- From: Holger Knublauch <holger@topquadrant.com>
- Date: Fri, 10 Apr 2015 16:45:21 +1000
- To: public-data-shapes-wg <public-data-shapes-wg@w3.org>
- Message-ID: <55277181.9070907@topquadrant.com>
On 4/10/15 4:35 PM, Dimitris Kontokostas wrote:
>
>
> On Fri, Apr 10, 2015 at 8:19 AM, Holger Knublauch
> <holger@topquadrant.com <mailto:holger@topquadrant.com>> wrote:
>
> On 4/10/2015 15:12, Dimitris Kontokostas wrote:
>
>
> I think you are referring to sh:valueShape and the
> sh:hasShape(?shape) function right?

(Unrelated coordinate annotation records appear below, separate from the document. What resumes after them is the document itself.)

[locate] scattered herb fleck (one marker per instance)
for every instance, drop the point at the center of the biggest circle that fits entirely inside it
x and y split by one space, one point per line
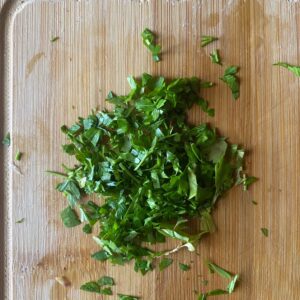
69 217
127 297
18 156
106 280
165 263
215 57
294 69
184 267
95 287
149 41
54 39
206 39
265 231
232 81
6 140
20 221
155 170
87 228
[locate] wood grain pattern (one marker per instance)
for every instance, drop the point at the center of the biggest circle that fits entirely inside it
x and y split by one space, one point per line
99 47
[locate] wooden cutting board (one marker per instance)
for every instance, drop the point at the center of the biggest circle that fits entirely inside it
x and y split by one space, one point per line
99 45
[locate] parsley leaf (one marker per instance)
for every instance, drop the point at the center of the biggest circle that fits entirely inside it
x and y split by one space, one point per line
87 228
206 39
294 69
69 217
6 140
153 170
149 41
91 286
232 81
127 297
265 231
106 280
165 263
184 267
215 57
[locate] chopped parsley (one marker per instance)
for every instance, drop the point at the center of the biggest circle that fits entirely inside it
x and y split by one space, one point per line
154 170
292 68
184 267
149 41
6 140
232 81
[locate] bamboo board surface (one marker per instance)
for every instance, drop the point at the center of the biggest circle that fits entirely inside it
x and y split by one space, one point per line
99 46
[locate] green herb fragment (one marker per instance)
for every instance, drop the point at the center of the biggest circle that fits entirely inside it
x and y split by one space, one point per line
18 156
206 39
100 255
6 140
149 41
206 84
165 263
184 267
294 69
91 286
203 296
265 231
54 39
232 81
232 284
106 280
142 265
87 228
225 274
127 297
217 292
69 217
20 221
153 170
215 57
95 287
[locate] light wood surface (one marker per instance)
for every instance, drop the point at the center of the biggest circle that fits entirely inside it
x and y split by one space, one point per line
99 47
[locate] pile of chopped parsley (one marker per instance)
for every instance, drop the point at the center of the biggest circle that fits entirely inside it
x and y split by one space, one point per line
152 170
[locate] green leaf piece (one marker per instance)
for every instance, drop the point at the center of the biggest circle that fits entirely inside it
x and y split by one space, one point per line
69 217
165 263
106 280
184 267
149 171
149 41
292 68
127 297
6 140
232 81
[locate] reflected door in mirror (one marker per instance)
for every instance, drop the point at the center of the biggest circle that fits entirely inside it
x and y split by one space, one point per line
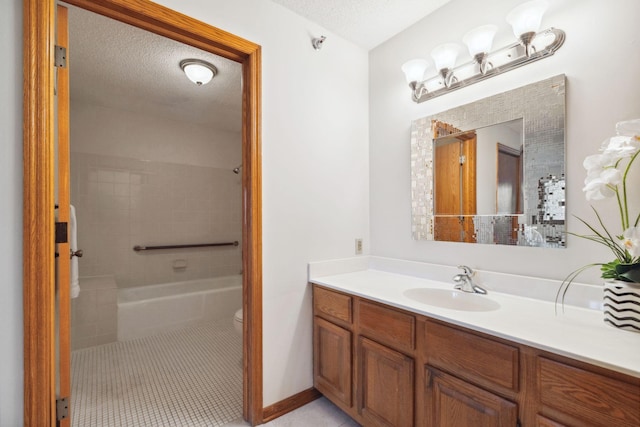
455 187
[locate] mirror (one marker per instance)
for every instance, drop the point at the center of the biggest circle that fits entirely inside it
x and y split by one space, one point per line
493 171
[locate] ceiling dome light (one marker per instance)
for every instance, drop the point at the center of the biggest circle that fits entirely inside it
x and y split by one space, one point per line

I don't see any other case
> that could be problematic.
>
>
> Also sh:OrConstraint (or any similar template that we or users may
> want to add, such as negation and intersection).
>
>
> Why can't we move these into the validation engine? e.g. (SPARQL Q1)
> or/xor/... (SPARQL Q2)
>
> And sh:allowedValues (which take a list or set of values, and
> those must reside somewhere, I guess they should reside with the
> shapes) - more general any template that takes rdf:List arguments
> that need to be walked at runtime.
>
>
> These should indeed reside in the shapes graph(s). Implementations
> could either pre-build the queries or build them at run-time.
> When we are working on immutable datasets (i.e. endpoints)
> pre-building the values in the queries would be the only option.
> Implementations with other use cases could optimize this.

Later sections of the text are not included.